Most parents and residents found
out about the scheme only when the roads were dug up. However, following a packed
meeting between representatives of Development Services and
400+ very angry residents at the local
Community Centre during 2002, it was decided that a full Review of the scheme would take place.
A survey of the humps commissioned
by the residents, carried out by an independent Design Engineer at no charge, had shown many of
the humps to be at variance from the recommended legal requirements, the Council’s
Independent Survey concurred with this. One hump has had to be rebuilt three
times due to vehicle damage and a speed table rebuilt four times, (known as the
‘helicopter pad’), in an attempt to get them within specification. This was
not unusual throughout the village where the standards of construction were poor.
Severe flooding now occurs at several locations, due to water being unable to escape
as full width humps block gutters.
In contravention of Section
3
of The Highways (Road Hump) Regulations,
Statutory Instrument
1996
No.
1483
, no one from the Authority providing
the Ambulance Service communicated with or attended any planning meetings, thus NO consultation with this organisation took place.
As regards the
20 mph
Zones, under Regulation
6
of the Local Authorities’
Traffic Orders (Procedure) (England and Wales) Regulations
1989
(SI
1120 1989
), by law there must
be a posting of notices in all of the roads concerned.
Again, this was not done.
20 mph
signs are now obstructing
footpaths. Not that it makes any difference as excess traffic speeds
have been regularly
measured in the humped, so called
20
Zones as frustrated
drivers accelerate and brake hard from hump to hump. Traffic speeds in Great
Wyrley are now far higher than they used to be.
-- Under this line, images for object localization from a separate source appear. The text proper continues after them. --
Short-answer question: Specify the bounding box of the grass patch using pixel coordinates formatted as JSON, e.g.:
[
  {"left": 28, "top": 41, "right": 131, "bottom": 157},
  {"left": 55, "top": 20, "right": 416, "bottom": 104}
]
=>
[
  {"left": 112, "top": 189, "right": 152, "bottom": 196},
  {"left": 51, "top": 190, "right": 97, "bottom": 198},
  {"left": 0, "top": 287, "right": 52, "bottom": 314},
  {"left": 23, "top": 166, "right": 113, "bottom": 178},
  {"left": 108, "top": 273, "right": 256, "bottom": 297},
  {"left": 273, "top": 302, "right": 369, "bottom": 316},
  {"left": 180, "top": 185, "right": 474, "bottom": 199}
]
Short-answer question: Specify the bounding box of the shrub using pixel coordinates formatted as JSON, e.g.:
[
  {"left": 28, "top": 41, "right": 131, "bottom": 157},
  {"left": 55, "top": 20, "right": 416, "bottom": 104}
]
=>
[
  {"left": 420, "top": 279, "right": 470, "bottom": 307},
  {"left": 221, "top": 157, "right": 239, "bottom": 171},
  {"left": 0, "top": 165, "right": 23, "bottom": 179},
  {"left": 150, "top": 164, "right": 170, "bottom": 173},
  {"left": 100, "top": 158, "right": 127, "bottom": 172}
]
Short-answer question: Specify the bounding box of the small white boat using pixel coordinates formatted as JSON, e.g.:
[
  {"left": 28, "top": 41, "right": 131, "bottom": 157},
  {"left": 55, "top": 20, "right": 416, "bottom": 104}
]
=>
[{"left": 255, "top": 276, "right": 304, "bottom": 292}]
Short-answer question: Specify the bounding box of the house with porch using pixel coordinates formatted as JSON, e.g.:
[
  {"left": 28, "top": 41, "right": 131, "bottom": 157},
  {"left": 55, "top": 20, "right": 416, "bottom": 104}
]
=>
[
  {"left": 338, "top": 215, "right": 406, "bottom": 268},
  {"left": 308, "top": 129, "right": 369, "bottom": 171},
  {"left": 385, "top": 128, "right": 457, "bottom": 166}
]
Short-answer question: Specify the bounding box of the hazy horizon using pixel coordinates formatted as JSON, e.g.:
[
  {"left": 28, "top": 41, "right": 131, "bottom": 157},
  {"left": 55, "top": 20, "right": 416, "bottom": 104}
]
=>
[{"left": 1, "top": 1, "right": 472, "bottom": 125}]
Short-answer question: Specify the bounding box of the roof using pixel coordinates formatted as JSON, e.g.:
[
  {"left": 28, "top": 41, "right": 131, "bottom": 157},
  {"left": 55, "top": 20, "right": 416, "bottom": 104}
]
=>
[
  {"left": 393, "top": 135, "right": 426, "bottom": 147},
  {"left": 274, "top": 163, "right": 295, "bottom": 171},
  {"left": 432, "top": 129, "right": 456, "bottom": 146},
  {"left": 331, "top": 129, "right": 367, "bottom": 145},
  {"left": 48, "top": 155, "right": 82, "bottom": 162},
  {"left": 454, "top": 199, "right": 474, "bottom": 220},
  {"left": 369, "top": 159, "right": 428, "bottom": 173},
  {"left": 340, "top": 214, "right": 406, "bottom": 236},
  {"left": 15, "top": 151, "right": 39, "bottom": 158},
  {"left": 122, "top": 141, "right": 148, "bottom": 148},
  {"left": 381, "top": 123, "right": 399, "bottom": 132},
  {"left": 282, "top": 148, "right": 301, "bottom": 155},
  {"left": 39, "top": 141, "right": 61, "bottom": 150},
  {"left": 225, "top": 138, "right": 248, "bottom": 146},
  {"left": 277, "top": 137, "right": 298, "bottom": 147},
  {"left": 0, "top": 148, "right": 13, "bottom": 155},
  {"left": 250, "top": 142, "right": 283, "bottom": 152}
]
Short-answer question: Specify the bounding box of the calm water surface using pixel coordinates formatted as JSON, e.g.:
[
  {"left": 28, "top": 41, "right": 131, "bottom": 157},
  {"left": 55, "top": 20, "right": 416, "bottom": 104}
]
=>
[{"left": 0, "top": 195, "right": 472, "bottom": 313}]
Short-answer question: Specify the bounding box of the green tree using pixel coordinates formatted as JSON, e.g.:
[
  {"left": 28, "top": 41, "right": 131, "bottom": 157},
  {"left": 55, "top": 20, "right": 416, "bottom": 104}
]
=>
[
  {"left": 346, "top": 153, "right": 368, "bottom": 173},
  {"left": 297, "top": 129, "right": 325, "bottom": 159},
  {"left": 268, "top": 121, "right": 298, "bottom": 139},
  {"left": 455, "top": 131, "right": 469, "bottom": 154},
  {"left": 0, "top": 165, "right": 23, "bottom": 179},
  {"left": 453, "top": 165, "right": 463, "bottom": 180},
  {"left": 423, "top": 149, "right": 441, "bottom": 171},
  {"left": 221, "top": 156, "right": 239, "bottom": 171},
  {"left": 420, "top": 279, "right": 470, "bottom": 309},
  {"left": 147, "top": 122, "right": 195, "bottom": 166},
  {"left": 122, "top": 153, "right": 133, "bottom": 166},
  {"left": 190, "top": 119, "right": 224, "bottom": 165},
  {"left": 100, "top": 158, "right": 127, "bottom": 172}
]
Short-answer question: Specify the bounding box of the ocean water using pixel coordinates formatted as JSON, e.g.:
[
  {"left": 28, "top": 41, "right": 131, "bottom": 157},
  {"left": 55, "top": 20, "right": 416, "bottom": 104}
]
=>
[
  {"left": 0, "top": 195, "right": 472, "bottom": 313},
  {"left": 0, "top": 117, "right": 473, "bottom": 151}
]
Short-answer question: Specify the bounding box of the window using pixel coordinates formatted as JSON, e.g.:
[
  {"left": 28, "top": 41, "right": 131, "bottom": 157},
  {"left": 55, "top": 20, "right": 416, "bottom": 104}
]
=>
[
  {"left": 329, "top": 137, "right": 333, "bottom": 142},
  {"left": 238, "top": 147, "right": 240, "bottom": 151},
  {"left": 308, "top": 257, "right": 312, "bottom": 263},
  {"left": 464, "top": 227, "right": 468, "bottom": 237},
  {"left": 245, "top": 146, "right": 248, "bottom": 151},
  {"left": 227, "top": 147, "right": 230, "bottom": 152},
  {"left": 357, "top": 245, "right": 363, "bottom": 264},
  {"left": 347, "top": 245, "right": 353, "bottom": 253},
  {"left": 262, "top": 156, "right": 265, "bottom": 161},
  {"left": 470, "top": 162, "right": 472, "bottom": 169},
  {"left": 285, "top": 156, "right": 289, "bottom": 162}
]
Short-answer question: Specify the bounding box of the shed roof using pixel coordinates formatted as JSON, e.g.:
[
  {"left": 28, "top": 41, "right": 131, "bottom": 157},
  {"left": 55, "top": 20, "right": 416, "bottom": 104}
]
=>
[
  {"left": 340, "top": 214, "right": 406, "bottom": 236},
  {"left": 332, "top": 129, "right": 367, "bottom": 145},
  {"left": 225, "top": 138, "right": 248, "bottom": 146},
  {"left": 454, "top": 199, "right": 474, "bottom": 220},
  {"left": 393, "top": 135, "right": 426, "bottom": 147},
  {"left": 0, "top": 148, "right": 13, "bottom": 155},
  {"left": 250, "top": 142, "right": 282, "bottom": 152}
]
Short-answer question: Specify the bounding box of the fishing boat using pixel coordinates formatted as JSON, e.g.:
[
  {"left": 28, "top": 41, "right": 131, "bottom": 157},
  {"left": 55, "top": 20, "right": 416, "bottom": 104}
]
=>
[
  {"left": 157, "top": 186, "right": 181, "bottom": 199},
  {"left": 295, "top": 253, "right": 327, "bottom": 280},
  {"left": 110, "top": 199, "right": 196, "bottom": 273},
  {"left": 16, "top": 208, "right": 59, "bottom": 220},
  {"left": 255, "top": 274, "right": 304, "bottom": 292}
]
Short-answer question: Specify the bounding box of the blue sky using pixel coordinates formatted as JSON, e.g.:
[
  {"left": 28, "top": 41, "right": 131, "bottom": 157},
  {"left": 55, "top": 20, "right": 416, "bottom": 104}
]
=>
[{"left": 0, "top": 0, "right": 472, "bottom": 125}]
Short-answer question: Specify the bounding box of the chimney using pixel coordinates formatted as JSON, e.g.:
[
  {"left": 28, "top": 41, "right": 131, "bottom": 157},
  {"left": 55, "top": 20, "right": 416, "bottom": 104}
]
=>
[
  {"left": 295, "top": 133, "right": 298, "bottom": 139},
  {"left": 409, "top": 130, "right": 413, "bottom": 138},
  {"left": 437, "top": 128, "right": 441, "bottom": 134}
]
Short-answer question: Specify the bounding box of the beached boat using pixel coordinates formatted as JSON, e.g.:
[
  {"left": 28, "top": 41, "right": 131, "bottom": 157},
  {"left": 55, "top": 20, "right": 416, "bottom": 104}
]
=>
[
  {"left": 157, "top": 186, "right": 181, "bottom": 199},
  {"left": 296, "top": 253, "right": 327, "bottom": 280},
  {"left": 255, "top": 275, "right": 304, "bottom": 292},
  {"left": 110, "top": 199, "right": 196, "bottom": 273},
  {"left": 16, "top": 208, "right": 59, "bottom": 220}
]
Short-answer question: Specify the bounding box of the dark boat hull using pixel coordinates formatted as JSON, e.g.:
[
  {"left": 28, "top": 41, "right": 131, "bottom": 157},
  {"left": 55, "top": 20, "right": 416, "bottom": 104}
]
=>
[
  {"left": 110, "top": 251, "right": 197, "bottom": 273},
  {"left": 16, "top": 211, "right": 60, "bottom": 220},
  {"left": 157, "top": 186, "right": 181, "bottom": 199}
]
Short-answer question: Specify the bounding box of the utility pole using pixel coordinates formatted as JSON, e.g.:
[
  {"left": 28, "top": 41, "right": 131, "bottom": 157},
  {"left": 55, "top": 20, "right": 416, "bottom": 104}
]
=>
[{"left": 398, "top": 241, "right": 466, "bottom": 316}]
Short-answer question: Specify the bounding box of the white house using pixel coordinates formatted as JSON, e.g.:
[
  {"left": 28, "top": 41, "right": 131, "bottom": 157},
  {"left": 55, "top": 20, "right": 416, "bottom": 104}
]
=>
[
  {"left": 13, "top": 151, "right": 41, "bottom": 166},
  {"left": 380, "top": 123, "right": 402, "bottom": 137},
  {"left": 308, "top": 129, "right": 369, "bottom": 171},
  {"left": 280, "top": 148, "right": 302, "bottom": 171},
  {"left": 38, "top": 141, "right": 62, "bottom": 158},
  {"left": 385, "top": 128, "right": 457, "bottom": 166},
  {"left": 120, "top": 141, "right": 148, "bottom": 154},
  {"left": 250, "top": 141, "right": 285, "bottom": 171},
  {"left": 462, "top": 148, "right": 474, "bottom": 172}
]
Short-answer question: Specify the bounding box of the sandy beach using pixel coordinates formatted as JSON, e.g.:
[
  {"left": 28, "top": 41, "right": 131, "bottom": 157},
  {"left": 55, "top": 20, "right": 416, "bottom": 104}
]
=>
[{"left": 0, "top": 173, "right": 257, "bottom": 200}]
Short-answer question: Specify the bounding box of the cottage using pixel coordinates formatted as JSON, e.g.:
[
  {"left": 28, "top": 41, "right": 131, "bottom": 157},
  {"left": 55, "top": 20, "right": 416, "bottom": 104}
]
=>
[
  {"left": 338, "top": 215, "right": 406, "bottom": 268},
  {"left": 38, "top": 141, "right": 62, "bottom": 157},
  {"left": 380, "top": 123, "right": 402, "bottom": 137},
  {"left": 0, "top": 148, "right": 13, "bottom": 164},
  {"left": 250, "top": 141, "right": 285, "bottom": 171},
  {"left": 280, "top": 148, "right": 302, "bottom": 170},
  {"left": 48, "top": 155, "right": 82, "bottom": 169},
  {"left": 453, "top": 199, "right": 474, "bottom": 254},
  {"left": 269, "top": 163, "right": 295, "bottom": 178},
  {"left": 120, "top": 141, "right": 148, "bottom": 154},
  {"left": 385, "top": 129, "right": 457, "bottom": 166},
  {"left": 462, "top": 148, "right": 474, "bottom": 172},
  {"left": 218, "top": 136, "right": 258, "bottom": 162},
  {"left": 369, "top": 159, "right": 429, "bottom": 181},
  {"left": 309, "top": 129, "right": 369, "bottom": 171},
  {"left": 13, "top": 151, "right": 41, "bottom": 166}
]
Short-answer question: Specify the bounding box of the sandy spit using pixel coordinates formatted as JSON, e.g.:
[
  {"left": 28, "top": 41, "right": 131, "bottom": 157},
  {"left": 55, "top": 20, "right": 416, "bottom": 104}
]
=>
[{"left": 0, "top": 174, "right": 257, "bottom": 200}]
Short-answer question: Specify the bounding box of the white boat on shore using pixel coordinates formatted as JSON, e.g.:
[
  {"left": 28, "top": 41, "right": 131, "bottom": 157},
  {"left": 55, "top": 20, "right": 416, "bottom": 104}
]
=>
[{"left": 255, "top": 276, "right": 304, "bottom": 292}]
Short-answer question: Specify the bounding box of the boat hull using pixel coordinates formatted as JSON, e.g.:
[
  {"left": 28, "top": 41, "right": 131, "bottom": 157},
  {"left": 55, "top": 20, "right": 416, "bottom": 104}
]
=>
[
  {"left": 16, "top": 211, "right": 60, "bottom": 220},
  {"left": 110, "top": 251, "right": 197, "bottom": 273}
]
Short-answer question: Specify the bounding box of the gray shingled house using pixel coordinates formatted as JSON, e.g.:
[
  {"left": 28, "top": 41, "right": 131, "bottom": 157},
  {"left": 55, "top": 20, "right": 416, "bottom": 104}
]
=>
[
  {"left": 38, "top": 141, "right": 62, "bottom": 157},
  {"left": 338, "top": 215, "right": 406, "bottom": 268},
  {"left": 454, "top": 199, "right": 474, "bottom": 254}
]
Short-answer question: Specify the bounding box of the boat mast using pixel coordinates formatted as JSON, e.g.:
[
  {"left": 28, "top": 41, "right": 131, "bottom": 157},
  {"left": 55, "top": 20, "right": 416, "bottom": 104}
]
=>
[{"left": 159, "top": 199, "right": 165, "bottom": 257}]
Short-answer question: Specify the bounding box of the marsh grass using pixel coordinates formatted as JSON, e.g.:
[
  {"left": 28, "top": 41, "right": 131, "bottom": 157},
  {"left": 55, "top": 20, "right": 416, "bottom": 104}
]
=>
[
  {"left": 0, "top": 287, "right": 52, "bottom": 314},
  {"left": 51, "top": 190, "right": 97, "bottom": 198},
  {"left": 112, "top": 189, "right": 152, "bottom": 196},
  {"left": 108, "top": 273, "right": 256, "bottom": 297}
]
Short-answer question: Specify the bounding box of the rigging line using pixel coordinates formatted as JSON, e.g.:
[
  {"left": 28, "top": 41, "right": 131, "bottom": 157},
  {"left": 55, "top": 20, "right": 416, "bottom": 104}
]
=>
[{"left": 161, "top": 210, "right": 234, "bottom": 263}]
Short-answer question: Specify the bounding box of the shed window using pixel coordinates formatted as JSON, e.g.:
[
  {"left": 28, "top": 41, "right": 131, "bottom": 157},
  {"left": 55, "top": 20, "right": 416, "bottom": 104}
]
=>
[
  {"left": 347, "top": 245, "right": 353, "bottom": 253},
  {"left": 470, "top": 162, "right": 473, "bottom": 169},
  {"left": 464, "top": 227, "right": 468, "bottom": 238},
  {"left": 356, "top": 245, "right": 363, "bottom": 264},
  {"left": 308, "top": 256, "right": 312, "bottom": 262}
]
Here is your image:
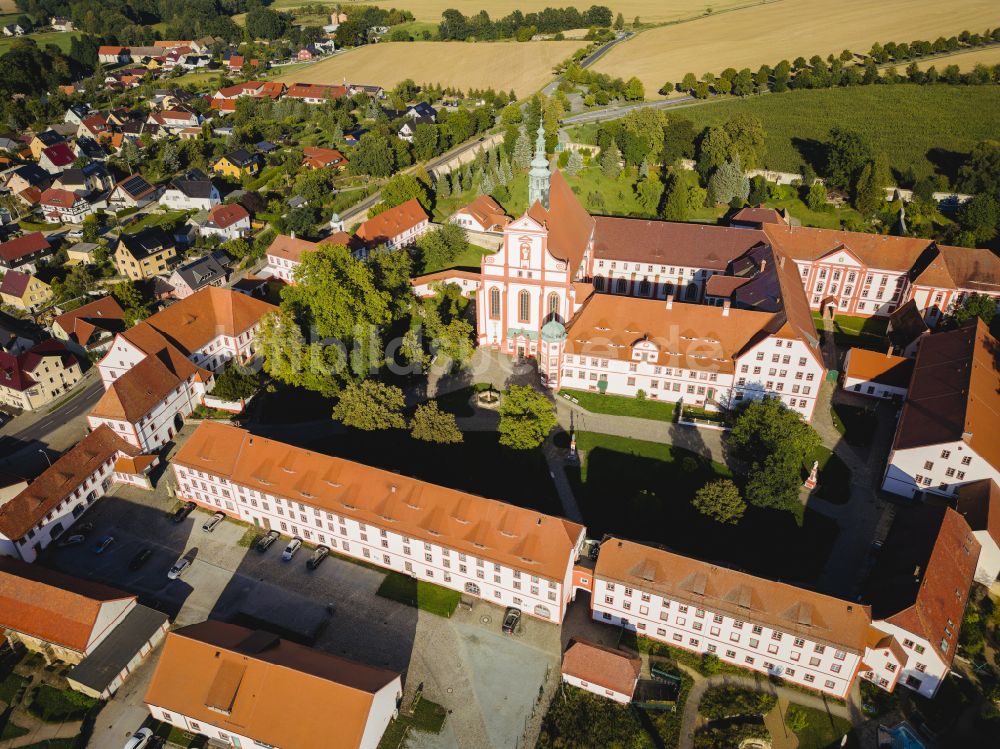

The faces of many humps are showing
wear with concave indentations into the surfaces due to the poor construction and
also more multiple crashes are happening at junctions ‘improved and made safer’
by SCC’s Scheme.
A ‘traffic expert from the County
Council’ spoke to the Parish Council about traffic issues in the village, on pedestrian
crossings, footways, public transport, etc. The ‘expert’ positioned a pedestrian
crossing in such a location that users are in danger. Buses standing at a
bus stop totally obscure the crossing and cars trying to pass are often unsighted,
creating ‘close shaves’ and furthermore a child was recently struck by a car (cuts
and bruising). A local Councillor now admits that 80% of people walking out of the
side street, which the crossing was specifically sited for, totally ignore the crossing
and jaywalk across the zigzag lines.
Even though they didn't send any
representatives to any of the Safer Routes to School meetings, Great Wyrley Parish
Councillors are calling for more ‘traffic calming’, (all the adjacent streets are
at present humped), at what they describe as a chaotic, extremely dangerous, A34 junction, ‘before somebody gets killed’
or ‘a serious accident takes place’. Is this anti-car rhetoric and phraseology
familiar? Neither Safer Routes to School nor the Road Safety Audit of
2002
identified the junction as a problem.
In addition, SCC stated that
there had not been sufficient accidents in the Great Wyrley area, let alone at that
junction for anything to be done.
During March, 2008 it was decided that 10 humps would be removed and a further 10 full
width humps would be converted to speed cushions. Also, that there would be
an ongoing review for the rest of the scheme.